You need Python 3.8+ and pip. Everything else (tiktoken, anthropic, fzf) the tool installs itself on first run.

git clone https://github.com/Glym143/ccclean.git
cd ccclean
./install.sh

install.sh:

  • makes ccclean.py executable;
  • creates a ccclean symlink in the first writable directory on your PATH (/opt/homebrew/bin, /usr/local/bin, or ~/.local/bin) — no sudo;
  • creates the config ~/.config/ccclean/config.json (mode 600).

If ~/.local/bin is chosen but it isn't on your PATH, add this to ~/.zshrc / ~/.bashrc: export PATH="$HOME/.local/bin:$PATH"

API keys

Put your keys in ~/.config/ccclean/config.json:

{
  "deepseek_api_key": "sk-...",
  "anthropic_api_key": "sk-ant-..."
}

You can also set them via environment variables (which take priority): ANTHROPIC_API_KEY, DEEPSEEK_API_KEY.

Without an Anthropic key it auto-falls back to offline tiktoken (approximate).
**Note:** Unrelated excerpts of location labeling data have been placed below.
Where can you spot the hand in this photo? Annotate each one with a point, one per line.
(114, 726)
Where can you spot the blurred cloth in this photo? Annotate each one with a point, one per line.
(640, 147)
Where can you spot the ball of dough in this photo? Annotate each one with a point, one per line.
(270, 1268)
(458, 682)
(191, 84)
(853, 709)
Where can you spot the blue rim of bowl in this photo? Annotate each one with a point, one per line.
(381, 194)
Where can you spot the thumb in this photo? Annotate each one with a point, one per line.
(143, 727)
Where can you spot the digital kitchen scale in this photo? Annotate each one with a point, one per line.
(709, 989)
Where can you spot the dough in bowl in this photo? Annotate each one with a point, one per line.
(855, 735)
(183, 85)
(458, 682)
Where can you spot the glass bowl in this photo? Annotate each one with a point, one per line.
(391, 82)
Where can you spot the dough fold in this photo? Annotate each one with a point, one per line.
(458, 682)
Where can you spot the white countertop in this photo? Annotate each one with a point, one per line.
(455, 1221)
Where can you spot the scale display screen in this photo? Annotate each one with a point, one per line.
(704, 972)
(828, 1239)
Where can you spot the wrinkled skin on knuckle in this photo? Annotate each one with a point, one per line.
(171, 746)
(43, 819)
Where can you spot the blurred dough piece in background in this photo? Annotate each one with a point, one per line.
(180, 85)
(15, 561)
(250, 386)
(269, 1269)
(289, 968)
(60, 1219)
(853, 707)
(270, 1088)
Without a DeepSeek key the summary is skipped.


Usage

ccclean                       # pick a session from the list + free 50k (default)
ccclean 30k                   # pick a session + free 30k
ccclean <session-id>          # a specific session + free the default amount
ccclean <session-id> 30k      # a specific session + free 30k
ccclean <session-id> --keep 200k     # keep roughly the last 200k tokens
ccclean <session-id> 50k --dry-run   # show the plan, change nothing
ccclean <session-id> 100k --fast     # fast offline counting (tiktoken)
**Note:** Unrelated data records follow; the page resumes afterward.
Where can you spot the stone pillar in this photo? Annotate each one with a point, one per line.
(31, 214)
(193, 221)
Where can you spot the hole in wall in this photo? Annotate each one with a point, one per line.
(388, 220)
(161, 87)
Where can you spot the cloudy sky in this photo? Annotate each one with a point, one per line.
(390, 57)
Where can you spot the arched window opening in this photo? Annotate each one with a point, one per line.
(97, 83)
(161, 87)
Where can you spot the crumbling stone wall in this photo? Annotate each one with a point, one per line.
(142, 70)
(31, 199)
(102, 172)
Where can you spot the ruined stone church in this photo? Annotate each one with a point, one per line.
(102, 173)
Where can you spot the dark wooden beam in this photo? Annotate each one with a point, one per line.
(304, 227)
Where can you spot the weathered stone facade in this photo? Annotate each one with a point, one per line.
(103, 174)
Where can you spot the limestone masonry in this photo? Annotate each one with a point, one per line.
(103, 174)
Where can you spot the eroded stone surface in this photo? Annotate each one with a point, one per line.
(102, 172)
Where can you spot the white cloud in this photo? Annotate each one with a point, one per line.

The amount is positional (30k, 50000, 1.5m) or a flag, --free / --keep (the flag wins). Argument order doesn't matter. The session-id can be abbreviated (as in the picker list). For the full list of flags: ccclean -h.

If no amount is given, it uses default_free from ~/.config/ccclean/config.json (installed as 50k; the built-in fallback if there is no config is 10k) — change it there to set your default once and for all.
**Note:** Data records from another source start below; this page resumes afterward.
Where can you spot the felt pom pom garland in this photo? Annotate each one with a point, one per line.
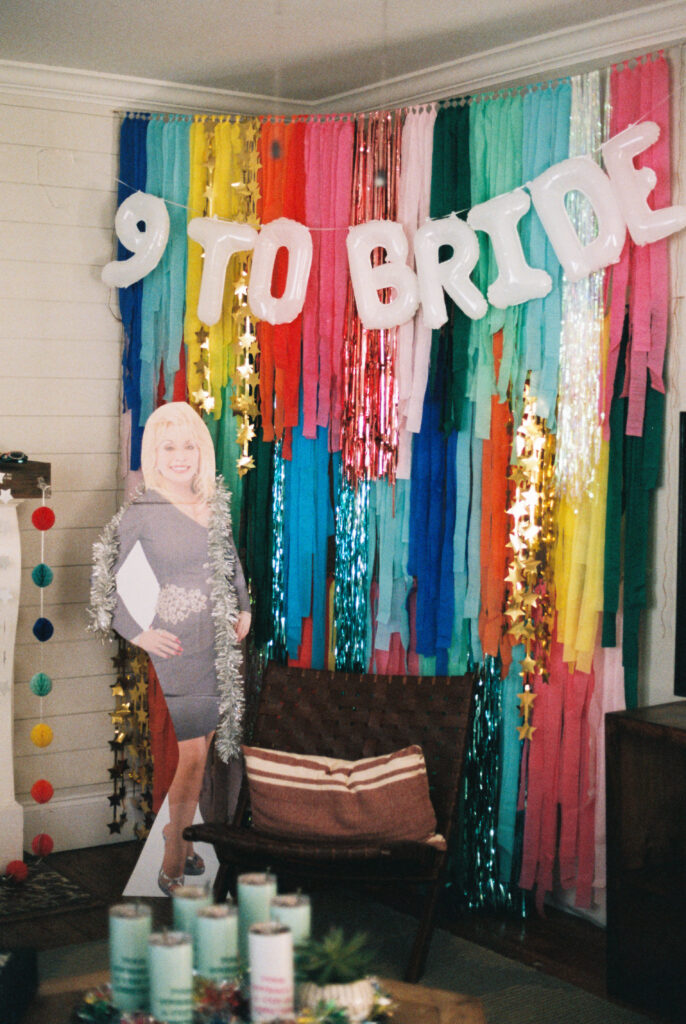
(41, 735)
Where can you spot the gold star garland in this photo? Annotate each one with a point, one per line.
(530, 596)
(131, 744)
(202, 397)
(246, 377)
After cleanup, resume the session:

claude --resume <session-id>

Automatic cleanup (the hook + ccclaude)

To avoid cleaning by hand, there's an automatic mode: when the context fills up and Claude Code launches a compact, the hook intercepts it and, instead of lossy compression, runs ccclean, after which the session restarts already unloaded.

install.sh sets this up for you:

  • installs the wrapper command ccclaude;
  • places the hook at ~/.claude/hooks/ccclean-hook.sh;
  • registers it in ~/.claude/settings.json for the PreCompact event, but only for auto-compact (manual /compact is left alone — if you ran it yourself, then a compact is what you wanted);
  • enables autoCompactEnabled: true (required for the hook to fire on its own);
  • sets autoCompactWindow: 1000000 — raising the auto-compact threshold close to the model's real ceiling (Claude Code computes the threshold as window − ~33k), so "context limit reached" doesn't fire prematurely.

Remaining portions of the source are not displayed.